I began wondering when one should give up optimism and accept doom when I saw a Japanese woman standing outside her shop and felt restored with hope that she could help me. She didn’t recognize the name of my school, but she was vaguely familiar with the hospital that is right next door. I knew that if I could find the hospital, I could find Nishitaga Shien. She offered me a very detailed explanation of something that I’m sure would have been valuable if I could have understood her, but she gestured several times toward a hill in the opposite direction, so I decided my best bet would be to head that way and hope that I eventually ran into something familiar.
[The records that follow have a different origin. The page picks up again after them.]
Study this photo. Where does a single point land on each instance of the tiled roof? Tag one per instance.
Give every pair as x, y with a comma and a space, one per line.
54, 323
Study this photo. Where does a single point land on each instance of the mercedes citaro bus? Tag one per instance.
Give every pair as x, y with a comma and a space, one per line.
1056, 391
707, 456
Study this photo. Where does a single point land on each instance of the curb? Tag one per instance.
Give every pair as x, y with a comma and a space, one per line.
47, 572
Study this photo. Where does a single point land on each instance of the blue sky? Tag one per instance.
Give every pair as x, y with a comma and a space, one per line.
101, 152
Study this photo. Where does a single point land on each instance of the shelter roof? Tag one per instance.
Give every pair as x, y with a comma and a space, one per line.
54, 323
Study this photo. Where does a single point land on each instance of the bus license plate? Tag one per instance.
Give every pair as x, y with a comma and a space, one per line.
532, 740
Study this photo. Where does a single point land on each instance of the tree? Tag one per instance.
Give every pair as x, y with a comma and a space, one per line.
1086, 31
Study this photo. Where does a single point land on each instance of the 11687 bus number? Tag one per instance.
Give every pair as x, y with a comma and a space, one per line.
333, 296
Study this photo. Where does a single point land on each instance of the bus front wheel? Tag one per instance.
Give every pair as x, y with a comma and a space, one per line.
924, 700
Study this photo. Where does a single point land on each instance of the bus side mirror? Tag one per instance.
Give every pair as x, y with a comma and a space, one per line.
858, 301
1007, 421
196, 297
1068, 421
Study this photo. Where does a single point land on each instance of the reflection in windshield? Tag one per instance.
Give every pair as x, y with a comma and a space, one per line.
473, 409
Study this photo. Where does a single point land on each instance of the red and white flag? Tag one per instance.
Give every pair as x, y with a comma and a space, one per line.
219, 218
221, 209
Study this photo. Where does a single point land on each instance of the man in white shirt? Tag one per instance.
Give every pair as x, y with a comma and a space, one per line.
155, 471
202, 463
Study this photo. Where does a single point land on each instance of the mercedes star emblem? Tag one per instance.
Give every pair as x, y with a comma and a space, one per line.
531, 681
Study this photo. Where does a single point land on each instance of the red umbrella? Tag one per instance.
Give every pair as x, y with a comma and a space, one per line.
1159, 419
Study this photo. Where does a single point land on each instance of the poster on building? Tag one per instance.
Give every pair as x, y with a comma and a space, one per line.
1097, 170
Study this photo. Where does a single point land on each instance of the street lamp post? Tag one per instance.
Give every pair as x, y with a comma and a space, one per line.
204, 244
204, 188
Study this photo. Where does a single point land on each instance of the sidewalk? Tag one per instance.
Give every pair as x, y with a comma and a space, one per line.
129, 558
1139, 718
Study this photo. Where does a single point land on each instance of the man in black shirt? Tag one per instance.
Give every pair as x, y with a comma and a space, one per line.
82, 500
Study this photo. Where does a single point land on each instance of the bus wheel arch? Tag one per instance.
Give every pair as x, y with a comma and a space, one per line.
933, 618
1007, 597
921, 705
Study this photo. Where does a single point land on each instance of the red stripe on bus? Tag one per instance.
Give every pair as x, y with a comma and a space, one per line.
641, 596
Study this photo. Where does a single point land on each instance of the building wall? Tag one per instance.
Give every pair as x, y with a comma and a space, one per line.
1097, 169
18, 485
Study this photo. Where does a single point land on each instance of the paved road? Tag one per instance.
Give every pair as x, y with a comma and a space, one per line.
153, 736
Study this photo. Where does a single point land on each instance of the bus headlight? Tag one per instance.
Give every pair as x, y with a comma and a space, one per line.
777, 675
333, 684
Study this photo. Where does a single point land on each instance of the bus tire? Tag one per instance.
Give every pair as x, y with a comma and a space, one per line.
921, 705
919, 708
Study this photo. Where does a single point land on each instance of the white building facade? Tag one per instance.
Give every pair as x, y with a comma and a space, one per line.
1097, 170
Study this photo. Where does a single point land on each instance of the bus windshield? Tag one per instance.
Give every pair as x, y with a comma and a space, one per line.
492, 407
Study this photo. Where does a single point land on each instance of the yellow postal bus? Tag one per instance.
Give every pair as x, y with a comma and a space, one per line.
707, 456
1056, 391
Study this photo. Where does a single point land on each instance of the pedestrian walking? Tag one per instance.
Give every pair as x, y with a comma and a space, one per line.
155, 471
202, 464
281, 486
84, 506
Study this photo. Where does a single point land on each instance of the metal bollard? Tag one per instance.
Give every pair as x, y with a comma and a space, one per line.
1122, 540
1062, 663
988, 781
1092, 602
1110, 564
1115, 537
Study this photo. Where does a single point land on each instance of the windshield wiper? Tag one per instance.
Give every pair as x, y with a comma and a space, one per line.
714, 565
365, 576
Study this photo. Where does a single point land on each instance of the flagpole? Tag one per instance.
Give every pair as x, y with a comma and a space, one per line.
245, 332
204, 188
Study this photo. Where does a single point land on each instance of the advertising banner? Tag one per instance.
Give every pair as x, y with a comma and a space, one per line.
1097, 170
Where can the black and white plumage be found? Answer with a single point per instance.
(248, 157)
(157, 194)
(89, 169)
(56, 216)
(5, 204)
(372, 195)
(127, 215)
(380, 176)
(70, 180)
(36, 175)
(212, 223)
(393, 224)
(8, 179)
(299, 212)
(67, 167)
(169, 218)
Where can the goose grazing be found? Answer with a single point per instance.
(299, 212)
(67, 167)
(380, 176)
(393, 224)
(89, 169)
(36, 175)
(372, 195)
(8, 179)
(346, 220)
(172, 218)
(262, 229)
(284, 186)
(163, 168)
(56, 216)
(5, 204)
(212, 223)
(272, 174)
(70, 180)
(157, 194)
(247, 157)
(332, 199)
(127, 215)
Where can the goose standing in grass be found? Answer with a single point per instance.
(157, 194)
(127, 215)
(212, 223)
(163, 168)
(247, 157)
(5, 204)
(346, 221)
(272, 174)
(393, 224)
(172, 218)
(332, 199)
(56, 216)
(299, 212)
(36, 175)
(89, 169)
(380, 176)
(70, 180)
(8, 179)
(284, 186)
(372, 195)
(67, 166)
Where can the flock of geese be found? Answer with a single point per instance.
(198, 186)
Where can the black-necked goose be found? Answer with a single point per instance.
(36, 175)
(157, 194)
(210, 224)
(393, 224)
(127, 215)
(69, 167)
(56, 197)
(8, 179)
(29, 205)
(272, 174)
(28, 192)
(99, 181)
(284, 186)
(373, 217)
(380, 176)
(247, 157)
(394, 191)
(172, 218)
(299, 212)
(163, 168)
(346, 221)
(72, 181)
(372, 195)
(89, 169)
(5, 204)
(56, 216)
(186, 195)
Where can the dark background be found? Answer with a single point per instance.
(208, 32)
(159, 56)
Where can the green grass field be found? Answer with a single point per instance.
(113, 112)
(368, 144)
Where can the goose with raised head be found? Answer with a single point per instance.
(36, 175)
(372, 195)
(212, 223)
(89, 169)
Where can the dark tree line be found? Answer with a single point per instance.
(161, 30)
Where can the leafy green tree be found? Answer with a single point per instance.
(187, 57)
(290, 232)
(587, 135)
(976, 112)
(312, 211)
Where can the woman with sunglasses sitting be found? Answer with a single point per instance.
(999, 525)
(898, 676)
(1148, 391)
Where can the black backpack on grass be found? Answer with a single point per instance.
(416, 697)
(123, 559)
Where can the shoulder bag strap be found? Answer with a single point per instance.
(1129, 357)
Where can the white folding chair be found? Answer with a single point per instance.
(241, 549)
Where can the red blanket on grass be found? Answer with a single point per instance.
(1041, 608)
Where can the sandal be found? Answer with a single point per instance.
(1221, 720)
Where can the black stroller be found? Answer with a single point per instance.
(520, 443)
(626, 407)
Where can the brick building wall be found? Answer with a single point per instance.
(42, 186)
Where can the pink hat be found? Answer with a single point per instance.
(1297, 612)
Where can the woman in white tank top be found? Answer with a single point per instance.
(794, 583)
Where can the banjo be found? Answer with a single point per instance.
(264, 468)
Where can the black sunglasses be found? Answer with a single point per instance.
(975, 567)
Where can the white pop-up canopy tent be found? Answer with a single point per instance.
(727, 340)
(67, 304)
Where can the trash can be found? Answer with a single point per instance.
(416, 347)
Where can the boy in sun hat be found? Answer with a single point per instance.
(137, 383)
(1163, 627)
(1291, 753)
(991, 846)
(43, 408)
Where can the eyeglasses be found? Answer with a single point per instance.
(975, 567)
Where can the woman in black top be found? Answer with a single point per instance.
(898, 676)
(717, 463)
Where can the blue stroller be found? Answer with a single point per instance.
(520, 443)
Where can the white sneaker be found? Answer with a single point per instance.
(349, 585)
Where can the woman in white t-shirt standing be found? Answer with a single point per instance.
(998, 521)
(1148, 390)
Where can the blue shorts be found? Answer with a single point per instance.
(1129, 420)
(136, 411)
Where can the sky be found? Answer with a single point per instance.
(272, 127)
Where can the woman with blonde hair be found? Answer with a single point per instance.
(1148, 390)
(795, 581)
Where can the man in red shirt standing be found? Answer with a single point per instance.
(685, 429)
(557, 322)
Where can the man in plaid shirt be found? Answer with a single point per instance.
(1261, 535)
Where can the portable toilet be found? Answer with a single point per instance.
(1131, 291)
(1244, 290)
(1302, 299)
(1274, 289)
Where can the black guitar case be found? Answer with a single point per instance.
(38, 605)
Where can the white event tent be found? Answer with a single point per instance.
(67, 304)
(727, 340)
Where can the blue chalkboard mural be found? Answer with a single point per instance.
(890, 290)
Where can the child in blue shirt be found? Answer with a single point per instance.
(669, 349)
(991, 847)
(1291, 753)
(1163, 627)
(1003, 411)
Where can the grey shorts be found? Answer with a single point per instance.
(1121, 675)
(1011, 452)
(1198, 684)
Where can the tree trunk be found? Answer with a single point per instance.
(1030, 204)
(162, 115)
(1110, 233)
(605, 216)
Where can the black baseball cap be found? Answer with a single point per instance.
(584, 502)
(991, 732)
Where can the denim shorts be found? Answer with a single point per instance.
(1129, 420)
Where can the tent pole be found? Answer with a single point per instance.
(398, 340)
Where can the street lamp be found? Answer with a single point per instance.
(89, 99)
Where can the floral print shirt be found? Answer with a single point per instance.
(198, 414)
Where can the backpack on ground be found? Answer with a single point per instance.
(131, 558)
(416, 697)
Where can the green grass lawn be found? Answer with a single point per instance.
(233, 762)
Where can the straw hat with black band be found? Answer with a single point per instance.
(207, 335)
After several minutes of running/walking in the rain, I came across a group of construction workers and repeated the name of the hospital, hoping against hope that they would confirm my earlier instruction. I was almost surprised as they nodded and pointed down the road I was already on and said to just keep going straight. Hopeful that things were finally turning around, I rushed on my way.

Just 15 minutes before the bell, I finally arrived at the end of the road. I could see the hospital and a warm rush of relief flowed through me. Wait...is that...a...river?! A river... Are you kidding me? I stood on the side of the road for a few moments in disbelief at the irony of being within sight of my school, and still having no idea how to get there. There was a freaking river my way!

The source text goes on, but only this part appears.